9.13.2007

Rooting



I find uprooting difficult. This really became apparent when I was an undergrad. During those first few days back at school in the fall or at home in the summer, I would often wake up feeling lost. The context of my life had changed overnight, and suddenly all of the people and landmarks around which I normally structured my day were gone. It was disorienting, but I adjusted after a while.

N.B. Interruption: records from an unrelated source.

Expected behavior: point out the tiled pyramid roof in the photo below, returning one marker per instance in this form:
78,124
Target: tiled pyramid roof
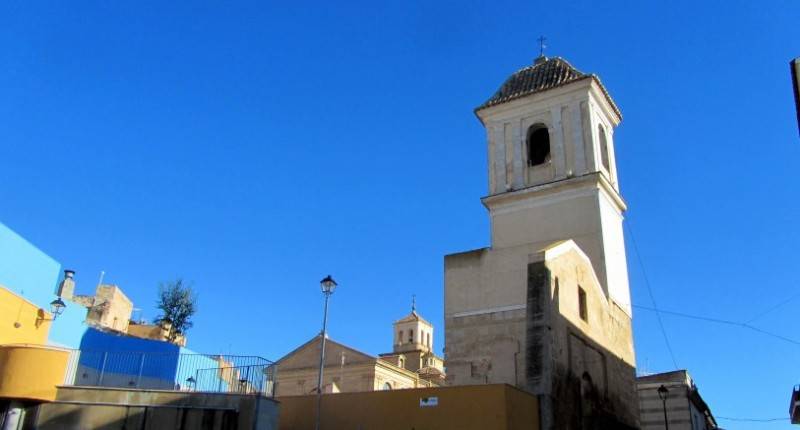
544,74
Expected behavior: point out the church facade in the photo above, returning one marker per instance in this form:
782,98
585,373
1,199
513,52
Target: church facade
546,307
411,364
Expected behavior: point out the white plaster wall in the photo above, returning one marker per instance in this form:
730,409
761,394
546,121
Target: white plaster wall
614,254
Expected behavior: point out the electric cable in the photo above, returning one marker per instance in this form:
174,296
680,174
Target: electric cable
650,291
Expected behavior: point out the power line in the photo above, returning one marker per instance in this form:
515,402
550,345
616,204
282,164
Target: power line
752,420
650,291
720,321
792,297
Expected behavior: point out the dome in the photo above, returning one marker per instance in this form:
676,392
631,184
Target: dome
544,74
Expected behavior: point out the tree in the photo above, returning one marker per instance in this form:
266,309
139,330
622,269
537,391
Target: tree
178,303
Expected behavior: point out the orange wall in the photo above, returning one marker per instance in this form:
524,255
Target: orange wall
21,321
466,407
31,371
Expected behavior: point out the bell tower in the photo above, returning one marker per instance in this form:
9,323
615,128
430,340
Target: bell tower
552,170
546,306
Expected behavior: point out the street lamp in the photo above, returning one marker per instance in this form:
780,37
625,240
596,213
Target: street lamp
327,285
57,307
663,393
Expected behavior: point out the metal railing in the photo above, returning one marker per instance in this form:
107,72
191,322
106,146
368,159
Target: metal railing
172,371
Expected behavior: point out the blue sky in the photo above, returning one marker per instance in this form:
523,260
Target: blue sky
254,148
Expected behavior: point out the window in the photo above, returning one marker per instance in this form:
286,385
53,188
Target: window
584,313
601,132
538,144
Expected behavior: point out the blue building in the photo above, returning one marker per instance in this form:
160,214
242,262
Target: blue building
111,359
34,275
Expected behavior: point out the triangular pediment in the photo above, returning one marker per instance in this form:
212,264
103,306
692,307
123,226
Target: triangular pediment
307,355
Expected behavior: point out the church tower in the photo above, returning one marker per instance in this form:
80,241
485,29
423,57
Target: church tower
547,306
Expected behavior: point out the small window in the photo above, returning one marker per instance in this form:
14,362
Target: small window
601,132
582,304
538,144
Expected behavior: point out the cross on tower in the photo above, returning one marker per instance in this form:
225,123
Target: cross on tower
541,40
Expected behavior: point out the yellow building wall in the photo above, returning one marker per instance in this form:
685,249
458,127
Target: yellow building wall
22,321
498,406
31,371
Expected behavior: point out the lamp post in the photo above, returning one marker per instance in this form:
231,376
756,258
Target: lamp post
327,285
663,393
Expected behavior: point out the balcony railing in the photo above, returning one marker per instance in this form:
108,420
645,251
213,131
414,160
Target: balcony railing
172,371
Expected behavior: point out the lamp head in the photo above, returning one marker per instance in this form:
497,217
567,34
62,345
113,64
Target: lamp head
663,392
328,285
57,307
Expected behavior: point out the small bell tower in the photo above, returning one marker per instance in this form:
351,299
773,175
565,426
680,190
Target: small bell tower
552,169
412,332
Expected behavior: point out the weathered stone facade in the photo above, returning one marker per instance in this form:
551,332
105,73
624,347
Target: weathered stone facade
546,308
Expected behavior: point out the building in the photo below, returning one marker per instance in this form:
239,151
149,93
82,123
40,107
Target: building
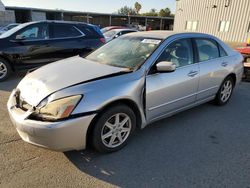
227,19
26,14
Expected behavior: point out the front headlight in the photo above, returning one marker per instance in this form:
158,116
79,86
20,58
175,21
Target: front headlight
58,109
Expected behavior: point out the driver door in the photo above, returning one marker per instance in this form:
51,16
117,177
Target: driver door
168,92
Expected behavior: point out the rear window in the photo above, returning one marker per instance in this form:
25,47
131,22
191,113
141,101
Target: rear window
88,30
207,49
64,31
223,53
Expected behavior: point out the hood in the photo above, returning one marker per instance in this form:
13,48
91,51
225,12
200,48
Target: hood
53,77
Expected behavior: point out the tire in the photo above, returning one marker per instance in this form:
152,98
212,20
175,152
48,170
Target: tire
5,70
108,135
225,92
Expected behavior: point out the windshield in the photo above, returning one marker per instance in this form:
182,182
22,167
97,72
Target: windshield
13,30
110,34
128,52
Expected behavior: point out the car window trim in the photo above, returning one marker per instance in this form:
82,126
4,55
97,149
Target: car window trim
209,39
60,38
149,72
28,27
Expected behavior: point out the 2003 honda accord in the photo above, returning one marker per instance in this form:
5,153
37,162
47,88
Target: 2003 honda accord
130,82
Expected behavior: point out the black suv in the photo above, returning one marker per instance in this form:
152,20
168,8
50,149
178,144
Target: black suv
34,44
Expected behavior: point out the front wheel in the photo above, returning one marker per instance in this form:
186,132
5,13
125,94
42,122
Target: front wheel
113,129
225,91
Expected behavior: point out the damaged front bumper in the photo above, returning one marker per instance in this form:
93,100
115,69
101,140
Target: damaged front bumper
64,135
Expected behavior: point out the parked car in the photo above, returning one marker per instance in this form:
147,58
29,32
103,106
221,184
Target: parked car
7,27
106,29
115,33
34,44
128,83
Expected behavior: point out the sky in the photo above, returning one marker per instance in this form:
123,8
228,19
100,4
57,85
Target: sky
101,6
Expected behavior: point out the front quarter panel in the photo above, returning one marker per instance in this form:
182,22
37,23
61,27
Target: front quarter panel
98,94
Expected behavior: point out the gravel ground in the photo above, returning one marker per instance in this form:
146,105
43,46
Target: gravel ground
207,146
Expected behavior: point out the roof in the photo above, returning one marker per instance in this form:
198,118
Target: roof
154,34
165,34
124,29
87,13
59,21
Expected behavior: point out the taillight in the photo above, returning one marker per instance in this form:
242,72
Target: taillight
103,40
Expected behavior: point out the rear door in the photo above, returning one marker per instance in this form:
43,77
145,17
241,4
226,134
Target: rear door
213,66
169,92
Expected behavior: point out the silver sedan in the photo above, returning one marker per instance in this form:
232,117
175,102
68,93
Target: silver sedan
126,84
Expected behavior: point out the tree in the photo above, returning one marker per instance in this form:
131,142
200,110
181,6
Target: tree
137,7
127,11
165,12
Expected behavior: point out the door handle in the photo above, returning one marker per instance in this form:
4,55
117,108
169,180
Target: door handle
192,73
224,64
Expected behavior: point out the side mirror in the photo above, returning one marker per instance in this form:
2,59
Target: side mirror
165,66
20,37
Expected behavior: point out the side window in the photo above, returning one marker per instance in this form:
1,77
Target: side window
179,52
207,49
35,32
64,31
223,53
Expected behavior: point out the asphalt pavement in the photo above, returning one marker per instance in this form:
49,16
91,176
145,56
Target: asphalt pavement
207,146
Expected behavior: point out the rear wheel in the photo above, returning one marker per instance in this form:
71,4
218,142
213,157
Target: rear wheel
225,91
113,129
5,69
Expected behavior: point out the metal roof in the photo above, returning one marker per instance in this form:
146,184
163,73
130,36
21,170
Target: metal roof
86,13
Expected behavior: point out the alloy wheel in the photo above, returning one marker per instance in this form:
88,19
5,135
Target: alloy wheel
116,130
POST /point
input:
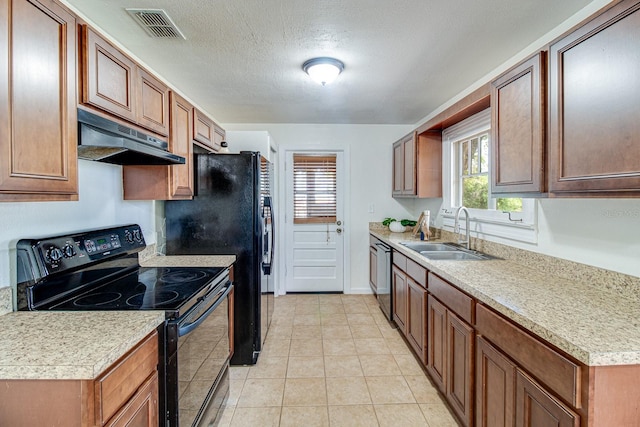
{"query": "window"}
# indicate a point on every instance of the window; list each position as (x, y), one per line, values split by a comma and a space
(314, 189)
(466, 172)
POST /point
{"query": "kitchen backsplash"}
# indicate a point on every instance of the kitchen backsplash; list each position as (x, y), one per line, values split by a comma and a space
(619, 282)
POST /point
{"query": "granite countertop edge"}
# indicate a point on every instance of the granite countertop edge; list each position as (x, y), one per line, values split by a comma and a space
(582, 333)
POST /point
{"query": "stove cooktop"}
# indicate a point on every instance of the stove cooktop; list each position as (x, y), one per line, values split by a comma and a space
(145, 288)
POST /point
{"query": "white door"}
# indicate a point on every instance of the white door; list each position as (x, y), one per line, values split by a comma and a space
(314, 246)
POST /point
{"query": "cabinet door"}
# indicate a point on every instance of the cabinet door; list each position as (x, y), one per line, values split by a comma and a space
(398, 168)
(142, 409)
(594, 116)
(153, 103)
(437, 341)
(416, 318)
(518, 128)
(400, 299)
(459, 382)
(495, 387)
(181, 144)
(108, 77)
(409, 180)
(38, 152)
(373, 268)
(535, 407)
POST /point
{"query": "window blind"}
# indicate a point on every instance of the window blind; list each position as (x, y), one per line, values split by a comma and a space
(314, 189)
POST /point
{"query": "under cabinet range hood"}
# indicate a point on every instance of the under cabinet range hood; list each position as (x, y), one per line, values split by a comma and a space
(107, 141)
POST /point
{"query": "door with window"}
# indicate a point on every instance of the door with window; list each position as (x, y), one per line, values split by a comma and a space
(314, 222)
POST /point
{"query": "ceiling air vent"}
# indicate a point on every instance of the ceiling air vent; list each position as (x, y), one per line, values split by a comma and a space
(156, 23)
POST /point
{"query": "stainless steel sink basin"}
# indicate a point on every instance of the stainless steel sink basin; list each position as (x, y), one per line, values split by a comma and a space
(453, 256)
(429, 247)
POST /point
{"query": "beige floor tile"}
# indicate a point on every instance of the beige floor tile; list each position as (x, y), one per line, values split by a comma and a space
(305, 392)
(263, 417)
(360, 319)
(261, 392)
(371, 346)
(235, 388)
(347, 391)
(269, 367)
(301, 332)
(422, 389)
(365, 331)
(339, 347)
(437, 415)
(238, 372)
(336, 332)
(274, 347)
(389, 390)
(306, 347)
(331, 309)
(408, 415)
(305, 367)
(307, 416)
(379, 365)
(342, 366)
(338, 319)
(307, 319)
(408, 364)
(352, 416)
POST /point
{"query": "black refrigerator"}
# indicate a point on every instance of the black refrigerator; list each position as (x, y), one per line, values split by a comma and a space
(232, 214)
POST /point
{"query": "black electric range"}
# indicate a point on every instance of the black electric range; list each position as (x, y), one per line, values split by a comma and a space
(99, 270)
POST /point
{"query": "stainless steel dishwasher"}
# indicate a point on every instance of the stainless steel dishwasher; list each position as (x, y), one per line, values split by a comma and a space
(383, 272)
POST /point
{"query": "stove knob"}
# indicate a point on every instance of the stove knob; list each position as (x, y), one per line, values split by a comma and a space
(69, 251)
(54, 254)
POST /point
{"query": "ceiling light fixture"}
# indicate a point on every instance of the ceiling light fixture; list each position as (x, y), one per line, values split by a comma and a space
(323, 70)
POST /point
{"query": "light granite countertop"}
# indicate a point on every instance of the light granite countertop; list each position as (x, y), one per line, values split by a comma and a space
(595, 325)
(188, 261)
(77, 345)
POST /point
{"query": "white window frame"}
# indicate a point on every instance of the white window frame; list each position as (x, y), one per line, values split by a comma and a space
(485, 223)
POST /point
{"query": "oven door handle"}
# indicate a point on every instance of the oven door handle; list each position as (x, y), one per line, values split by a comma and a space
(184, 329)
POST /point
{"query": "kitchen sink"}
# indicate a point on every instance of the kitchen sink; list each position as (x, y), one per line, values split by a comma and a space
(429, 247)
(445, 251)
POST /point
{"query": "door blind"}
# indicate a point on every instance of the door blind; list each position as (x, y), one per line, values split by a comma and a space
(314, 189)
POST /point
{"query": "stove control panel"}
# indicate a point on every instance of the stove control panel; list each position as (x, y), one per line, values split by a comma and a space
(44, 256)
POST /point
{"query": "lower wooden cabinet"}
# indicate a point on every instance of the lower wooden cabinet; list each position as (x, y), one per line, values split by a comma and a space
(450, 358)
(399, 298)
(535, 407)
(126, 394)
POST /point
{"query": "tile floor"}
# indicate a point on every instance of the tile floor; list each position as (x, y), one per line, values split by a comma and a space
(333, 360)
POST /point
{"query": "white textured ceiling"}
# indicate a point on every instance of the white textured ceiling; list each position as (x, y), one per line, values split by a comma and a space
(241, 61)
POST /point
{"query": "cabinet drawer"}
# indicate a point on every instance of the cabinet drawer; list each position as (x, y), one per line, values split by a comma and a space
(116, 386)
(417, 272)
(557, 372)
(400, 260)
(458, 302)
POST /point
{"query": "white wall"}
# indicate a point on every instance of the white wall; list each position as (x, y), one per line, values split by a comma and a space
(100, 205)
(369, 171)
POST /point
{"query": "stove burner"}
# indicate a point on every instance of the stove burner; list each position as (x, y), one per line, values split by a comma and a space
(182, 276)
(100, 298)
(154, 299)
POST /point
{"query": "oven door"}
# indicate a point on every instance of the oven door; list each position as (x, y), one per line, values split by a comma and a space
(204, 350)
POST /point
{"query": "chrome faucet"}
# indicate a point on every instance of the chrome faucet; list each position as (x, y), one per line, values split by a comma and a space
(456, 227)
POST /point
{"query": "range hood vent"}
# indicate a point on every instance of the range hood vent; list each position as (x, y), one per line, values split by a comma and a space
(156, 23)
(107, 141)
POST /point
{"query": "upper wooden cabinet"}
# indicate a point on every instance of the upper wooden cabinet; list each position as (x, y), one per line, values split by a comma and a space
(518, 131)
(206, 133)
(38, 151)
(594, 117)
(172, 182)
(417, 165)
(114, 83)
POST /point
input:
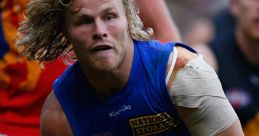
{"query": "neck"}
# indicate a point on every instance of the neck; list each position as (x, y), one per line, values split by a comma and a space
(249, 47)
(105, 83)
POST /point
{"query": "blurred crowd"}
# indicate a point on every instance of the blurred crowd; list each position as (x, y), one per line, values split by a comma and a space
(226, 32)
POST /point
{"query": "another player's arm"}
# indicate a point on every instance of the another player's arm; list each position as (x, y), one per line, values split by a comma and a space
(53, 120)
(196, 91)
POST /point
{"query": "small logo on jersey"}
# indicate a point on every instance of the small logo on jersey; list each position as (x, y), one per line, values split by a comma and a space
(152, 124)
(238, 97)
(118, 112)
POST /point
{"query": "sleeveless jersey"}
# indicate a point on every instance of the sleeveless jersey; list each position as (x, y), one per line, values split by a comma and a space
(143, 107)
(240, 79)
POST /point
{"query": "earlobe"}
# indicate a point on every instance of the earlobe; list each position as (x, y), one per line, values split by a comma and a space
(234, 7)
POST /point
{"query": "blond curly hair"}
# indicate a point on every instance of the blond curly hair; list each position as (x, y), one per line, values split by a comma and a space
(42, 35)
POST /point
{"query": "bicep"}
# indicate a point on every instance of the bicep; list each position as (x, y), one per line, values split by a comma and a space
(53, 120)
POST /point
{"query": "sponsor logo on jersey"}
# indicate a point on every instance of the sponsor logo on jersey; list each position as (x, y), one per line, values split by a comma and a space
(152, 124)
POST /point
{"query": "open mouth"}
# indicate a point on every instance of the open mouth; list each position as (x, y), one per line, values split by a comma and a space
(101, 48)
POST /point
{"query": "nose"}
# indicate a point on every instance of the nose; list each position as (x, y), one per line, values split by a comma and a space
(99, 30)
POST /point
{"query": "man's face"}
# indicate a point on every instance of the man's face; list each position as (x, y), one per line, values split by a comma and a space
(247, 13)
(98, 30)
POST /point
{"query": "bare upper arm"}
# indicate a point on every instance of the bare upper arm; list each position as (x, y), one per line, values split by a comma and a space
(208, 54)
(53, 120)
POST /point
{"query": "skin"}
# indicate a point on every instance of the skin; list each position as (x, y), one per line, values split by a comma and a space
(98, 31)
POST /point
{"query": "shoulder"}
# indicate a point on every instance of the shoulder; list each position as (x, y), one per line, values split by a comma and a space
(53, 119)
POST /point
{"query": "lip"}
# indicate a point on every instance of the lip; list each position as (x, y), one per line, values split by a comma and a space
(101, 47)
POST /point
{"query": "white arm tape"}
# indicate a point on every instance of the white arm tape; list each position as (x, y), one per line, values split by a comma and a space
(197, 86)
(172, 64)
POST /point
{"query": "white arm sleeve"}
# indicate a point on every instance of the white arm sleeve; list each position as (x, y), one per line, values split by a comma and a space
(197, 86)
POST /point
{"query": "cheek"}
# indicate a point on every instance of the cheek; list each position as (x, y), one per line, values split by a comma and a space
(120, 30)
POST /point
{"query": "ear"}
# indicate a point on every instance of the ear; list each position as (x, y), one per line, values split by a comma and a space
(234, 7)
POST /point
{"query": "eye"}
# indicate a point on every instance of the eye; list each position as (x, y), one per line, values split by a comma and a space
(86, 21)
(109, 17)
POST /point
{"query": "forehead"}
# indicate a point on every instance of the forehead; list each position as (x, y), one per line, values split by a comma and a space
(94, 5)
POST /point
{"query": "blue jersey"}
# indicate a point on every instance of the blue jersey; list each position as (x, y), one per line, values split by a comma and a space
(143, 107)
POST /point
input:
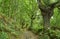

When I studied in Santa Fe during my junior year, the feeling was much stronger, and lasted for weeks. The landscape had a lot to do with this. I felt as though I had traveled to another planet. The land, the adobe houses, the dust all glowed bright red-brown, brilliant against the deep blue desert sky and scrubby, green-black clumps of junipers. The Sangre de Cristos loomed larger than any mountains I'd ever seen. It was beautiful, but so, so alien. I was used to being tucked between small, forested hills, a blanket of clouds overhead. Maple trees. Apple farms. Snow drifts. The Northeast. I was living with friends from school, but outside of our apartment, everything was unfamiliar.

I had a similar reaction to very different circumstances when we moved to Cambridge last fall. The landscape was not at all foreign. In fact, the move felt like a geographic homecoming, since my family has always vacationed in New England, and the landscape is similar here to that in rural New York.

We had some friends in the area, but the whole community I'd been a part of at college was gone. I went to work, I came home. My co-workers were friendly, but I still felt lost. And loss. It took a long time to get over the feeling. Months. Finally, I think I realized that I wasn't busy enough. I had shied away from commitments since moving in because I thought that what I wanted was extended, guilt-free leisure time. No homework hanging over my head. No evening meetings to go to. Unencumbered weekends. The dream that every college student dreams during finals week.

But sometime in the spring, I finally realized that all of that free time left me feeling empty. I needed commitments, I needed to be a part of more things. So I began new projects at work, and started taking yoga. Then I applied for grad school. Classes began last week. I'm busy now. Things are rushed, and the weekends are no longer entirely my own. I have papers to write, and sometimes it's overwhelming.

But all in all, I feel so much better. The more I do, the more connected I feel, like I'm rooting myself. Busy can mean happy. It's not just stress. It's thriving.